Service station owners doubt FuelWatch red tape claims

Claims that FuelWatch red tape could cost independent service stations owners $4000 a year have been questioned by the industry, with one Perth station boss saying he prefers the system.

 

A document prepared by Kevin Rudd’s Department of Prime Minister and Cabinet leaked to Channel Nine yesterday makes the claim that “the proposed scheme will result in ongoing increased operating costs of around $4000 per annum to affected small businesses”.

 

Another leaked submission, this time prepared by the Commonwealth Department of Resources and Energy, estimates an annual red-tape cost to business of close to $20 million, with the heaviest impact to fall on independent retailers.

 

But those claims don’t stack up with the experience of at least one independent service station that has been operating under the FuelWatch scheme in Western Australia since its introduction in 2001.

 

Kyle Lori, manager of his family’s Lori Service Station in the Perth suburb of Kelmscott, says the introduction of FuelWatch made running the business easier.

 

“It only takes a couple of minutes to ring the price through, so it’s not a lengthy process and once you’ve set the price you’ve got bit of peace of mind,” Lori says. “Instead of rushing checking what the other stations in the area are doing and changing the prices to keep up, you just set it and get on with something else, so it takes a bit of the stress out of it.”

 

As for the claims that complying with FuelWatch rules could cost independent service station owners thousands each year, Lori says that has not been his experience.

 

“I don’t think it costs us that. I save the time I would’ve used before to hop in the car and check prices down the road compared to a couple of minutes on the phone in the morning, so I don’t think it would cost us any less without FuelWatch,” he says.

 

The leaked public service cost claims raise more questions than they answer, according to Ron Bowden, chief executive of the Service Station Association.

 

Like Lori, Bowden says he understands the system simply involves informing the authority of a price, and there are few costs associated with it.

 

But the Government cost claims have Bowden worried. “Running the FuelWatch scheme will cost money and we had previously assumed the Government would pay for that, but these costs being bandied around suggest that might be passed on to the industry.

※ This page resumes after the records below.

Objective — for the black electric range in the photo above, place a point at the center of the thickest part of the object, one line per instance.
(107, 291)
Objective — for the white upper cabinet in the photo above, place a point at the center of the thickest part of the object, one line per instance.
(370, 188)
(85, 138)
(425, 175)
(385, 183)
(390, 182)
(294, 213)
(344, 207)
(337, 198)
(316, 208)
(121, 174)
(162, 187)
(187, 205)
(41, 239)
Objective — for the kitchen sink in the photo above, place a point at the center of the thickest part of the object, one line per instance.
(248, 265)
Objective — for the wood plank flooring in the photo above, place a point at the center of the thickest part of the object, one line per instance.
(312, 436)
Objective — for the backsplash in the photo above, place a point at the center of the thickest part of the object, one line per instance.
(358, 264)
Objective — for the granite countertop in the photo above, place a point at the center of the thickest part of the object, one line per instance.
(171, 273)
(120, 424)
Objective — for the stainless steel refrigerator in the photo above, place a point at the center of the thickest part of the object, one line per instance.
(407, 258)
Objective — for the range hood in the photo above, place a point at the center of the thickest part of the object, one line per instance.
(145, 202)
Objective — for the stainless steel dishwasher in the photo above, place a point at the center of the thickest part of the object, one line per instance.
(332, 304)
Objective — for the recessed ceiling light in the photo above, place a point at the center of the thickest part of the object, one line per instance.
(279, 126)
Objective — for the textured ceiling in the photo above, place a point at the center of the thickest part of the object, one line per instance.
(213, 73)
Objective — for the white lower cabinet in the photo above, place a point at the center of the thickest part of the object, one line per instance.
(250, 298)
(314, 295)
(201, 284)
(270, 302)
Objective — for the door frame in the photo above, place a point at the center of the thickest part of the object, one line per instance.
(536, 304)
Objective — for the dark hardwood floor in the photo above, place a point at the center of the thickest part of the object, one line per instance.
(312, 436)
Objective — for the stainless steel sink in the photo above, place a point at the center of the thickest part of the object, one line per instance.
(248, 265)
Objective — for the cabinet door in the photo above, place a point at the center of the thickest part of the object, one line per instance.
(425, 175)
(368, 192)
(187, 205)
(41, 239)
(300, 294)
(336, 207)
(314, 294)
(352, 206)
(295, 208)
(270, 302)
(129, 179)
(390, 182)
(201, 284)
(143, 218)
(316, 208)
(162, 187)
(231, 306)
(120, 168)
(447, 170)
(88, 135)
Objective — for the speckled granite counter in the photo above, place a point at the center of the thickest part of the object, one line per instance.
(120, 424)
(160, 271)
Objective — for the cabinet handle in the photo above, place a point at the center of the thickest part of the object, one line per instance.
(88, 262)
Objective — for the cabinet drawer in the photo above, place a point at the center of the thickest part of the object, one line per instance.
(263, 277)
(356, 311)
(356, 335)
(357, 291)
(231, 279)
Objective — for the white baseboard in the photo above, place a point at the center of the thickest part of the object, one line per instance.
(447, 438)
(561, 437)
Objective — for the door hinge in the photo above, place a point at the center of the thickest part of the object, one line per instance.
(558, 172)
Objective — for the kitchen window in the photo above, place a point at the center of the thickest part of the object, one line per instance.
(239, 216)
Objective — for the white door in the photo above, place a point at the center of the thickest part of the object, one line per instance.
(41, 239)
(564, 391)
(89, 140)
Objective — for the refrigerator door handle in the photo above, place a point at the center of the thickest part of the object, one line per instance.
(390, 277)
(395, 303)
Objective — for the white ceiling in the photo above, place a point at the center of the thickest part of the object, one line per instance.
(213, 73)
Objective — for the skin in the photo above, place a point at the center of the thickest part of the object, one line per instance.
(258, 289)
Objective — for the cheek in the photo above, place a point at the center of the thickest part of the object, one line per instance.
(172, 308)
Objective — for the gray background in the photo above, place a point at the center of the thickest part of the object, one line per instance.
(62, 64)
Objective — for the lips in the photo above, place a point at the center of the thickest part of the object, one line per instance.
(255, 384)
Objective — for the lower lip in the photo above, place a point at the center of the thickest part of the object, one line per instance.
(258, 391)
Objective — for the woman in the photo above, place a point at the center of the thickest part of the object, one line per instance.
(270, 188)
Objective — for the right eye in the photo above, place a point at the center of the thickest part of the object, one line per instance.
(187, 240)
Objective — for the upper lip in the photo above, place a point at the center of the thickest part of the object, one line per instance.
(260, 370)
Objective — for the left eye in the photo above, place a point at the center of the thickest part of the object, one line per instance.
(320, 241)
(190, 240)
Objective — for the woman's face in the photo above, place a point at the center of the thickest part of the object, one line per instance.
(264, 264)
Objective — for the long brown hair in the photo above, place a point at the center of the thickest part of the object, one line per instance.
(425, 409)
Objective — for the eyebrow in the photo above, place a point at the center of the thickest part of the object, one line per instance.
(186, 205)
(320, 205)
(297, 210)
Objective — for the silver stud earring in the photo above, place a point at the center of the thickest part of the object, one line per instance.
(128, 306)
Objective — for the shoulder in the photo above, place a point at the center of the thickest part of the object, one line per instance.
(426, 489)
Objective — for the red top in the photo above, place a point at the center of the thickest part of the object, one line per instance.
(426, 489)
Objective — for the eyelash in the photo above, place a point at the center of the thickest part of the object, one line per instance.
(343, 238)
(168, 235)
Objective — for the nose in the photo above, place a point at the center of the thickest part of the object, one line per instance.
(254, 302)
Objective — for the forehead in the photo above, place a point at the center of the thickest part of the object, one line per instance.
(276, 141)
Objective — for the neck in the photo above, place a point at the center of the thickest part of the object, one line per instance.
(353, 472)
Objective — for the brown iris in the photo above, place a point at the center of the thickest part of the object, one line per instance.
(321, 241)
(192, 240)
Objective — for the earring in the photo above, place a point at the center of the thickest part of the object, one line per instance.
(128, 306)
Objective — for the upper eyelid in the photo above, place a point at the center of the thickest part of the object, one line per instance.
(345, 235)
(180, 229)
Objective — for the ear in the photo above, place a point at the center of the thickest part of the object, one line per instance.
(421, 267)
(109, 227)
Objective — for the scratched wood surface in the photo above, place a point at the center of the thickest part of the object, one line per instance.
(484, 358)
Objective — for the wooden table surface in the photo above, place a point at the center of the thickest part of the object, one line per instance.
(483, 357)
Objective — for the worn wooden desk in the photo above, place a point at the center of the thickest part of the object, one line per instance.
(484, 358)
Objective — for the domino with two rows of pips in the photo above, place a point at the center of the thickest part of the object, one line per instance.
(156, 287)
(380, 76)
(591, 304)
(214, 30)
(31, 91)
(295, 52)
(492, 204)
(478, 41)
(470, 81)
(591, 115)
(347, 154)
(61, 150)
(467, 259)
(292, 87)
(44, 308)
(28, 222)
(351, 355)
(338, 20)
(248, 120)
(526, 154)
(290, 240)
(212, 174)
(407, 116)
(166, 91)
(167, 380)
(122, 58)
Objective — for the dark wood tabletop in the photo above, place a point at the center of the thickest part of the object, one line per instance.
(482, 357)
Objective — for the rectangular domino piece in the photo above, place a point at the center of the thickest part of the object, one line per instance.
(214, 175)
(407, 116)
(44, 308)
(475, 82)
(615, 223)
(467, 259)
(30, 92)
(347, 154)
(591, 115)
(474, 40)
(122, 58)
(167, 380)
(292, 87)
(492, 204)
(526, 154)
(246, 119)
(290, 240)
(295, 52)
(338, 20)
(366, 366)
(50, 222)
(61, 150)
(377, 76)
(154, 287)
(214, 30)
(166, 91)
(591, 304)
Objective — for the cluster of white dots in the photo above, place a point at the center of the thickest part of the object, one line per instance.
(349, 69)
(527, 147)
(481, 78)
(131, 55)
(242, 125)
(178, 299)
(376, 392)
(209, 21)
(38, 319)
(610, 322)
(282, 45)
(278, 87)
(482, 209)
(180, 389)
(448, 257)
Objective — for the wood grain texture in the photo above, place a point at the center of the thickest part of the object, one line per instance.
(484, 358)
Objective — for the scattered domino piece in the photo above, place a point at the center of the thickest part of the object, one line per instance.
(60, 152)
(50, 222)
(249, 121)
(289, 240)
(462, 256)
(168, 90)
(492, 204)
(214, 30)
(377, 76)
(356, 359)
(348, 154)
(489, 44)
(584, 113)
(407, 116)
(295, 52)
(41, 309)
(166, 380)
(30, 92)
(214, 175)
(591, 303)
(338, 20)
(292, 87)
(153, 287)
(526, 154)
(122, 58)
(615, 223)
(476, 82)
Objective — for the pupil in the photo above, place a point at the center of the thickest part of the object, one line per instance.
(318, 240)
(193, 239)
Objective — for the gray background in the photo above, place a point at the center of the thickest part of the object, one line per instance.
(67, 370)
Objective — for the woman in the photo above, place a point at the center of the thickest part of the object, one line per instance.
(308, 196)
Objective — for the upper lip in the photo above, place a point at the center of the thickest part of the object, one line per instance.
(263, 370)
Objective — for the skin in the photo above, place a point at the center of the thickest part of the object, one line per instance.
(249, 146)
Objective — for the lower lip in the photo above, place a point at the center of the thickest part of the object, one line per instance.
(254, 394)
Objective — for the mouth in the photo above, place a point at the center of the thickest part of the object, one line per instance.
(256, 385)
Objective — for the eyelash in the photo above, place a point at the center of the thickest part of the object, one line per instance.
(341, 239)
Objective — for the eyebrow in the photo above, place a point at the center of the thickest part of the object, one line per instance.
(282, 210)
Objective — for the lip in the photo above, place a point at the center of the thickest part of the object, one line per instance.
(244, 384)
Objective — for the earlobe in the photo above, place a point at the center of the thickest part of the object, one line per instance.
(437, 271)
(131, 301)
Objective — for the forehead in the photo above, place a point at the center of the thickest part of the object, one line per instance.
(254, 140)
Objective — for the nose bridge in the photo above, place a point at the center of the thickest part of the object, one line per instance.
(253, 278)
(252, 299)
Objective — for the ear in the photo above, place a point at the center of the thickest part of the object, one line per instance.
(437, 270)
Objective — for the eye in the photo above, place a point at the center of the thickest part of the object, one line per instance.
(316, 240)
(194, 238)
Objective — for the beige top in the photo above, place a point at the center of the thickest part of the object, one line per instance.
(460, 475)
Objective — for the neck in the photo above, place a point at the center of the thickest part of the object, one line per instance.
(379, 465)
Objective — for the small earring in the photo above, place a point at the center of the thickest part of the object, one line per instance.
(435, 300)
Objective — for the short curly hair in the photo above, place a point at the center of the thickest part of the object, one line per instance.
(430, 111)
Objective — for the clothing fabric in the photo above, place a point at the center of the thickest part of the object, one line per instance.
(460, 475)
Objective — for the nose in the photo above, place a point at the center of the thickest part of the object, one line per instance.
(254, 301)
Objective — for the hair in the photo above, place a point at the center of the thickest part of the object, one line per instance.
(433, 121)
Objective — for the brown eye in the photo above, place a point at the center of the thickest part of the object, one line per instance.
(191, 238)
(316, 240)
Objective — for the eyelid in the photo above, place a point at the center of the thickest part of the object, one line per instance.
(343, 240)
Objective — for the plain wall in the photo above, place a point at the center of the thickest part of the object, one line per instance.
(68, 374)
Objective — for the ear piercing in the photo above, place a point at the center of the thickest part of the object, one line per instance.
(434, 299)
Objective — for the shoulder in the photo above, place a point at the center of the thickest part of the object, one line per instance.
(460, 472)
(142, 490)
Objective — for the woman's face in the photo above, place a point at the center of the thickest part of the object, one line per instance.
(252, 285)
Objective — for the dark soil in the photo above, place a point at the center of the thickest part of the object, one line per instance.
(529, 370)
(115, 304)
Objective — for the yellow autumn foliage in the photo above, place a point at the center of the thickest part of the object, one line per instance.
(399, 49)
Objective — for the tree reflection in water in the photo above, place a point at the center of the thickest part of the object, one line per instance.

That would obviously increase service station costs, and that would have to be passed on to motorists.”

 

Bowden says more information on how the scheme will work, what costs will be involved and who will bear them is needed.

 

“I’ve got no idea if those claims are accurate or how they have been arrived at, and that is the problem with this whole debate – there are all these claims floating around from all sorts of people with no evidence you can sit down and look at,” Bowden says.